People just don't care whether you're a superstar at your job. They just want a warm body to take on some of the load. None of it matters

In my field people are very demanding and if you are not perfect you get the sack. Either on performance or you find yourself on the list to go when there's a reorganisation.

At the moment I do feel like I am working somewhere where my strengths are valued more than my weaknesses are noticed, but it's only been two years and I think there's plenty of time for that to change.

AffIt · 30/03/2022 18:06

I got over my imposter system by becoming very good at management / delegation.

I know I'm good at my job, but I have hired a lot of very good people to fill in the gaps. Wink

Ontobetterthings · 30/03/2022 18:17

I had a close family member say to me recently that they thought I had imposter syndrome. I didn't realise until I read up on it. I was recently promoted to a Management position and that came with a really high salary.
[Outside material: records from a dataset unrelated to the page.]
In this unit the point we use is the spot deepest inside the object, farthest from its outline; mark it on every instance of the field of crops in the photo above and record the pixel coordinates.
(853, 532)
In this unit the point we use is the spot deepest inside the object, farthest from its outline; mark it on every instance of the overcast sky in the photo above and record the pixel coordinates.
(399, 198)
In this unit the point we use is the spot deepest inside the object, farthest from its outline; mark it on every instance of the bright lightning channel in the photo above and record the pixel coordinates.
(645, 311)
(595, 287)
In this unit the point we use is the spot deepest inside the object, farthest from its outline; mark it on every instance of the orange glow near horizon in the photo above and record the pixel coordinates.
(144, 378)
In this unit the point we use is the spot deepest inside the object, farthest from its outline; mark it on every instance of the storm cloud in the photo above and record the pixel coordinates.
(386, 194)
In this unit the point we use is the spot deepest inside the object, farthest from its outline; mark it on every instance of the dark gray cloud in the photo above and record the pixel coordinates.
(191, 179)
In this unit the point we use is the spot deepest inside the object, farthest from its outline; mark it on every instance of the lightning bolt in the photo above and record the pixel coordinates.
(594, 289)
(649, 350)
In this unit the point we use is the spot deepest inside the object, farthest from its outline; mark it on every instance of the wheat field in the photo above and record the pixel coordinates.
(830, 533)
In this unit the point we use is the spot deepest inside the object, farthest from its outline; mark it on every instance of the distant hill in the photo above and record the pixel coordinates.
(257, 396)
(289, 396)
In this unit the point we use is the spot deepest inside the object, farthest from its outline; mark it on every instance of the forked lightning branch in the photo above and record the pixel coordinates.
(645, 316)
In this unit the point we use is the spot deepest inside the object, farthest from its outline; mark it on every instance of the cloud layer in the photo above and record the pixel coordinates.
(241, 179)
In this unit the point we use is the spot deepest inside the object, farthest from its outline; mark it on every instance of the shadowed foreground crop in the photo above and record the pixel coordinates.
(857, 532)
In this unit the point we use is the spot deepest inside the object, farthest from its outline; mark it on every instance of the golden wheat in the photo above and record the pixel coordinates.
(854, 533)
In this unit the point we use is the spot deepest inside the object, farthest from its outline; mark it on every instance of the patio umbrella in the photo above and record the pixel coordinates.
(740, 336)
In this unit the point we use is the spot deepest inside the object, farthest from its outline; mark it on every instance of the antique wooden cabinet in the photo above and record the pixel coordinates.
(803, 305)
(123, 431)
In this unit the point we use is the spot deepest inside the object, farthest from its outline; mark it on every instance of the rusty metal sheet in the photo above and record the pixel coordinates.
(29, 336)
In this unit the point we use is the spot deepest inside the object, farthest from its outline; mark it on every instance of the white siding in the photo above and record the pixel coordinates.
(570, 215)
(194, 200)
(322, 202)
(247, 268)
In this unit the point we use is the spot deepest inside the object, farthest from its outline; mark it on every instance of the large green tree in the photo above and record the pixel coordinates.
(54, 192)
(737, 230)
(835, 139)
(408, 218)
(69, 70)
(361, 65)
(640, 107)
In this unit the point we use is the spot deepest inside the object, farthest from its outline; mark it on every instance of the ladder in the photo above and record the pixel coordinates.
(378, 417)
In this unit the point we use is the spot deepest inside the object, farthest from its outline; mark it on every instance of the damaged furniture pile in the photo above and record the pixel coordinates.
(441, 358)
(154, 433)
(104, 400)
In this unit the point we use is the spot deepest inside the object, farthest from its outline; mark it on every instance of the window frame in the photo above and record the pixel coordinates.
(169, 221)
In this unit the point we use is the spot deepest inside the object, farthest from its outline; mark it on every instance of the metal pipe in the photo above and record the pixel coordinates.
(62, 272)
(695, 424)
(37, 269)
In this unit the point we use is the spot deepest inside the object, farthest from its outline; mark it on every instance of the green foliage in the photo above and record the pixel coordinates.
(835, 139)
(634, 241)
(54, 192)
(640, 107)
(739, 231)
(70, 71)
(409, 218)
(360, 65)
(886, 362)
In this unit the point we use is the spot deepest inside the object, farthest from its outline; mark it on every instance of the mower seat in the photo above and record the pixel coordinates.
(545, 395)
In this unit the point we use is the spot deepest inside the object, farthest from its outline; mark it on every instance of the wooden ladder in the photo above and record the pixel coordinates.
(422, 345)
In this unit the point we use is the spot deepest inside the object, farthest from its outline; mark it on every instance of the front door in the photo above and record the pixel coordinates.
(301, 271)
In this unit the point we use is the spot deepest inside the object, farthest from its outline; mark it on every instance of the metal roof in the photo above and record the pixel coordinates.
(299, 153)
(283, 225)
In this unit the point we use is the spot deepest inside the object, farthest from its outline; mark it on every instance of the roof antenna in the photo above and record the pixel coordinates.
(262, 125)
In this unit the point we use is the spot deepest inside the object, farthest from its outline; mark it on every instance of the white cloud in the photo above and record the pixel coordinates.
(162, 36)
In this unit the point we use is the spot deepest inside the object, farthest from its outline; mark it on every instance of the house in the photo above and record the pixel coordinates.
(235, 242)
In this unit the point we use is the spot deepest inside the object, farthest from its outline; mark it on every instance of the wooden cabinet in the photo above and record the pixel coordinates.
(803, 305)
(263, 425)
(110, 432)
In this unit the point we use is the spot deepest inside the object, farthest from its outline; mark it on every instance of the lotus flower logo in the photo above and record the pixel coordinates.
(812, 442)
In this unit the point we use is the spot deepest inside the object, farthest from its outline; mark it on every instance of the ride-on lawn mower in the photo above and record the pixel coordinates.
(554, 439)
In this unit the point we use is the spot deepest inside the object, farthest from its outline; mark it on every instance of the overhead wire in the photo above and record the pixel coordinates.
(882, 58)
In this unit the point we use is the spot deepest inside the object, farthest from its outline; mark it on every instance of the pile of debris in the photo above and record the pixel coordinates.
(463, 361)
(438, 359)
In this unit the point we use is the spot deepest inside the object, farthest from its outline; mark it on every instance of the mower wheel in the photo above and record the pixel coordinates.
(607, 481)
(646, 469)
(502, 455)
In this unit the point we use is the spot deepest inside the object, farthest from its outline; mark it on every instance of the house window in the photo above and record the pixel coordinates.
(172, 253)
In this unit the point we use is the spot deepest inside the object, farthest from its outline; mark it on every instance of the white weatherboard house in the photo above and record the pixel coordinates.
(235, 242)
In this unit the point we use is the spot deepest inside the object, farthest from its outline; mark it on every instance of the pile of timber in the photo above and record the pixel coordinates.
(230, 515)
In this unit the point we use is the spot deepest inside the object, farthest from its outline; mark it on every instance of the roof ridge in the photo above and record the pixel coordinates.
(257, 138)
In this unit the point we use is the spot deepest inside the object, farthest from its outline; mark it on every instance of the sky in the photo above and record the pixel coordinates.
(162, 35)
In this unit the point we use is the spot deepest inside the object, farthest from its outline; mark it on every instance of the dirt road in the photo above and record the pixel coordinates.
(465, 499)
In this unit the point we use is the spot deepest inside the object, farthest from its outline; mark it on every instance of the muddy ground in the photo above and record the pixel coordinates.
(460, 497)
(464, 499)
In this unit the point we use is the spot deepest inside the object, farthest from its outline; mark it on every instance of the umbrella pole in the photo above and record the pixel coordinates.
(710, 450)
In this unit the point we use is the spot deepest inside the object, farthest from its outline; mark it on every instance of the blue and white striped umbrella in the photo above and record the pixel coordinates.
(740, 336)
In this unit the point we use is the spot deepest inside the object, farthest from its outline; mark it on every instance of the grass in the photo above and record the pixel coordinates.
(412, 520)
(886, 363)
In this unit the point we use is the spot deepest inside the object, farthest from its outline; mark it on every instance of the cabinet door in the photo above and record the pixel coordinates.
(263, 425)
I just couldn't believe it and my family reminded me I have been working hard towards this for years. I just never thought I would get into this position I guess. I have been reading online how to combat this. Deep down i know im very good at my job.

pitterpatterrain · 30/03/2022 18:26

I used to (more than now) then read a HBR article which helped me re-think it a bit plus realising that I don’t need to be 100% perfect at everything - jobs aren’t like exams

hbr.org/2021/02/stop-telling-women-they-have-imposter-syndrome

Noodledoodledoo · 30/03/2022 19:57

Until the last 6-12 months I have always felt like this. I am a teacher, online teaching has been horrendous - knowing that parents are all watching my lessons, listening in, parents emailing nightly to point out some minor issue ie that I had to correct myself in a video I had made etc etc. Parents evenings I dread - the hour before I drown in a pool of someone is going to find me out fear!

However in the last 12 months - I have worked really hard on tuning into the positive comments I get and not the odd negative one. I have listened really hard and realised I am actually pretty bloody good at what I do, I have accepted I don't know everything even after a decade in the job but I am not afraid to ask now and don't feel embarrassed about doing so! It has really helped.